The study highlighted the allegedly illegal acquisition of state-owned land by senior officials and businessmen from the tenure of toppled president Hosni Mubarak.

Geneina is convinced that his sacking and trial is based on an erroneous media report which suggested he attributed the 600-billion figure to 2015 alone.

He is accused of "spreading false news with the goal of harming public interest," and the prosecution claims Geneina used "baseless calculations" to exaggerate the cost of corruption.

Geneina, who rose through judicial ranks in his 34-year legal career, believes Egypt's fight against widespread corruption has been piecemeal.

"Where were you all these years if I was dangerous to the state?" he asks. "Why wasn't I unmasked earlier by security and intelligence agencies?"

Watchdog Transparency International ranks Egypt as 88th on its corruption perceptions index, and Sisi has publicly launched a crackdown on the widespread graft that dogged the Mubarak years.

In September, he sacked his agriculture minister who was later sentenced to 10 years in prison for taking bribes.

Geneina, who rose through judicial ranks in his 34-year legal career, believes Egypt's fight against widespread corruption has been piecemeal.

"We can't set an example with words alone. We need action," he says. "Could (my trial) be because the studies implicated bodies that were never named until now?"

The charges against Geneina came during a crackdown on opposition groups overseen by Sisi since the then-army chief toppled Egypt's first democratically elected president Mohamed Morsi in July 2013.
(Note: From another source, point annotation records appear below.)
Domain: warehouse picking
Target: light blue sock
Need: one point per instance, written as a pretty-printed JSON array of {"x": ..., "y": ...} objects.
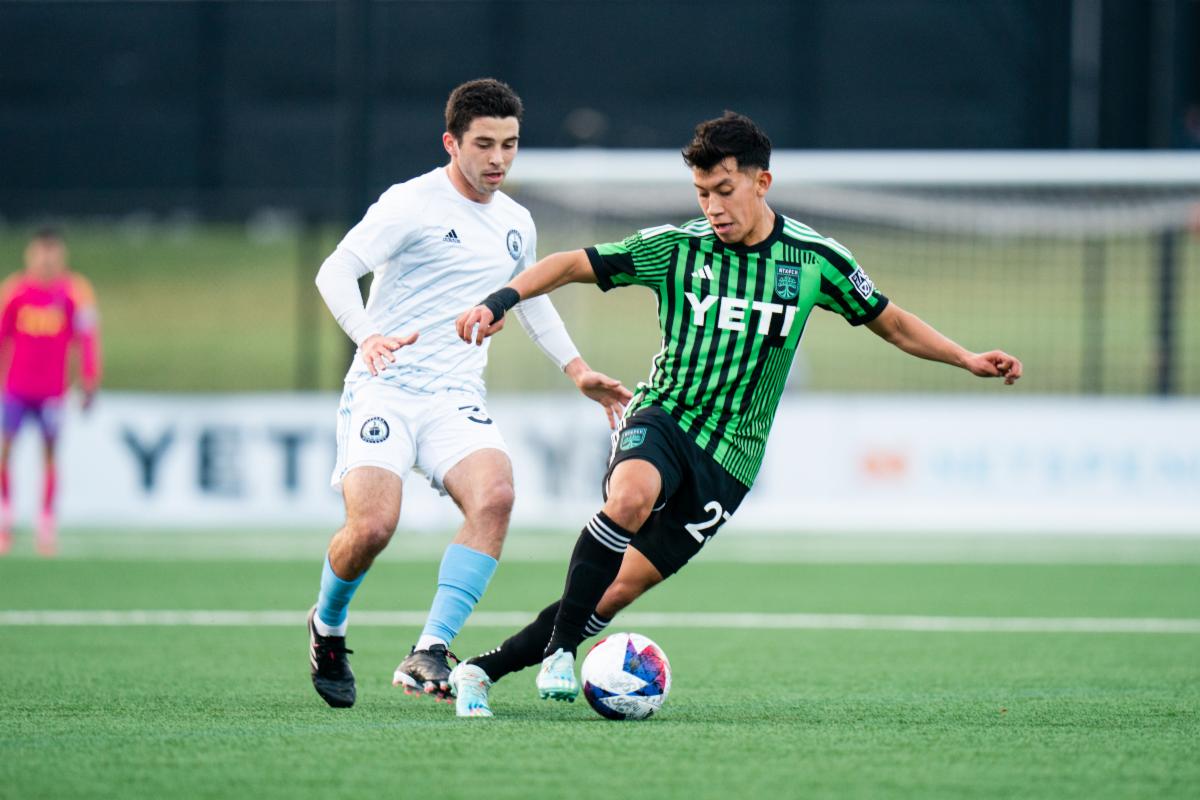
[
  {"x": 462, "y": 581},
  {"x": 335, "y": 596}
]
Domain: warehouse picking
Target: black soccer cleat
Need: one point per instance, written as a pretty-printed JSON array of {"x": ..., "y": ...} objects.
[
  {"x": 426, "y": 672},
  {"x": 331, "y": 674}
]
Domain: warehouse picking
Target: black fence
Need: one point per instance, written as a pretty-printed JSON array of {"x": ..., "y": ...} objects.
[{"x": 226, "y": 107}]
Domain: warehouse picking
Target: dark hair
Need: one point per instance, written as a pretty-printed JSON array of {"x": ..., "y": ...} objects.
[
  {"x": 481, "y": 97},
  {"x": 730, "y": 134}
]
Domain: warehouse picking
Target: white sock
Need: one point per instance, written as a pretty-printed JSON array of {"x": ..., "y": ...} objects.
[
  {"x": 328, "y": 630},
  {"x": 427, "y": 642}
]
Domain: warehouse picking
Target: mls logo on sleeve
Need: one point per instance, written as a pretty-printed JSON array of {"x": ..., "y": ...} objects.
[
  {"x": 787, "y": 281},
  {"x": 862, "y": 283},
  {"x": 631, "y": 438},
  {"x": 375, "y": 431},
  {"x": 514, "y": 242}
]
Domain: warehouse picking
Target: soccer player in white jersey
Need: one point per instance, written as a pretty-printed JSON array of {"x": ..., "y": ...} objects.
[{"x": 414, "y": 392}]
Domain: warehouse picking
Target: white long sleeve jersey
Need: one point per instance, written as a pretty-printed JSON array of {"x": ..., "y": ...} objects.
[{"x": 435, "y": 254}]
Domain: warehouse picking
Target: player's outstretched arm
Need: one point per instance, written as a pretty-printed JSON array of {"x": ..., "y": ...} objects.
[
  {"x": 610, "y": 392},
  {"x": 339, "y": 284},
  {"x": 917, "y": 337},
  {"x": 545, "y": 276}
]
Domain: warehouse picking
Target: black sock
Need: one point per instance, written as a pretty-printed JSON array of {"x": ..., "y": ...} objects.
[
  {"x": 594, "y": 565},
  {"x": 520, "y": 650}
]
The former magistrate, whom Morsi had appointed to head the anti-corruption authority, criticised the "stranglehold" that security agencies still have over Egyptian state institutions.
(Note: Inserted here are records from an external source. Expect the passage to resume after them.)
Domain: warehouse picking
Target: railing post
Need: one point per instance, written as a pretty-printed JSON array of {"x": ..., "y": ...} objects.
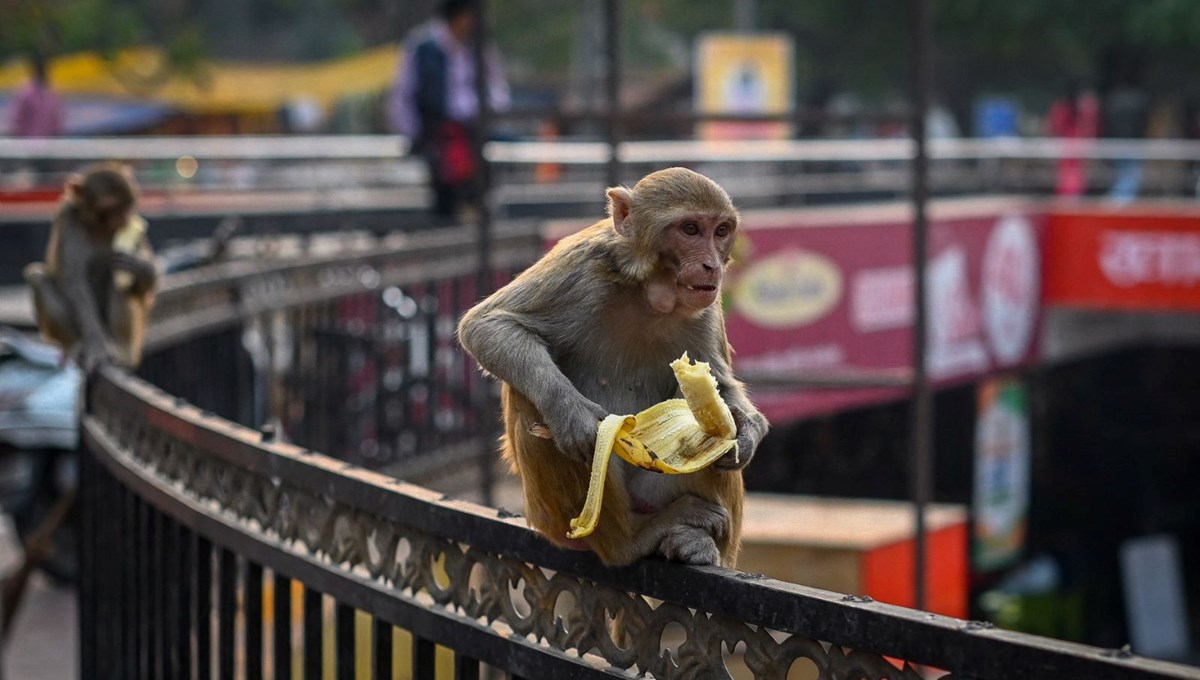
[
  {"x": 921, "y": 423},
  {"x": 612, "y": 83},
  {"x": 484, "y": 275}
]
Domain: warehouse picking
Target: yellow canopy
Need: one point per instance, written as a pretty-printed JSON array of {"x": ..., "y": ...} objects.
[{"x": 222, "y": 88}]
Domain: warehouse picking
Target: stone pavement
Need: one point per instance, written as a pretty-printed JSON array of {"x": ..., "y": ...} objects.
[{"x": 43, "y": 643}]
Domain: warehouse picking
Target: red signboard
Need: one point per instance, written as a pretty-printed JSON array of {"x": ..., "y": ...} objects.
[
  {"x": 1125, "y": 259},
  {"x": 832, "y": 292}
]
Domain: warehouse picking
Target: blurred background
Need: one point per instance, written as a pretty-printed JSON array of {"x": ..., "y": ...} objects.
[{"x": 1065, "y": 262}]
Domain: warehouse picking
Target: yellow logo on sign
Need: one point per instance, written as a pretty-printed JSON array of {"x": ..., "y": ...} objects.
[{"x": 787, "y": 289}]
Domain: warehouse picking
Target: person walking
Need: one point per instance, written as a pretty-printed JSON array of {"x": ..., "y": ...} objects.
[
  {"x": 1074, "y": 118},
  {"x": 36, "y": 109},
  {"x": 435, "y": 102}
]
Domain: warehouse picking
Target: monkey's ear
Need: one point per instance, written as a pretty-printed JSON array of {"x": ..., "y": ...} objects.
[{"x": 619, "y": 202}]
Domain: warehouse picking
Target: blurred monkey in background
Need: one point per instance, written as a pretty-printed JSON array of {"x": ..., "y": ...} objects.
[{"x": 94, "y": 293}]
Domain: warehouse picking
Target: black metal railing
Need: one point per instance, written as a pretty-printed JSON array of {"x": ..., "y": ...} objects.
[{"x": 216, "y": 549}]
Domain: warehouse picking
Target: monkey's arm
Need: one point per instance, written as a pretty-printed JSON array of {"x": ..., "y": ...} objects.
[
  {"x": 751, "y": 423},
  {"x": 507, "y": 338},
  {"x": 141, "y": 265},
  {"x": 77, "y": 253},
  {"x": 76, "y": 256}
]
Geneina's fall from grace now also risks bringing his eldest daughter down with him.

Shorouk, 27, a former employee of the international law firm Baker and McKenzie, was last month sacked from the administrative prosecution after sharing a cartoon on Facebook of a former justice minister.

"This is part of a score settling," Geneina says, his daughter by his side.

Amr Adly, an economist at the Carnegie Middle East Centre, says Geneina's calculation of the cost of corruption is flawed, but the authorities' reaction has been "disastrous on a political level".

Even if the figures provided in Geneina's study were inaccurate, prosecuting him "gives the impression that the executive takes revenge on those who talk about corruption," Adly says.